# Parameter Estimation for Ion Exchange and GAC Breakthrough Data

This demonstration will present the steps for setting up and conducting a parameter estimation for the WaterTAP ion exchange (IX) and granular activated carbon (GAC) models. 

Both technologies are potential candidates for treated water impacted by per- and polyfluoroalkyl substances (PFAS). Critical to evaluating sorptive technologies for this purpose is accurate modeling of when the effluent concentration will hit a user (or regulation) defined limit, the "breakthrough concentration". The breakthrough time will dictate when the media is spent and either is regenerated or, like the case with PFAS, disposed, and will have significant implications for the cost of each process.
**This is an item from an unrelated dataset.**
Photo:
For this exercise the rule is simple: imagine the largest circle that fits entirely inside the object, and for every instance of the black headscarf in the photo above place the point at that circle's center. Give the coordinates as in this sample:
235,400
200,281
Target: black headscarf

In this demonstration, we will use publicly available data from an Orange County Water District (OCWD) report to obtain calibrated kinetic, mass transfer, and isotherm parameters.The data includes the time of breakthrough in bed volumes (BV) and the effluent concentration. We want to be able to have the model accurately predict the breakthrough time for a specific species and breakthrough concentration.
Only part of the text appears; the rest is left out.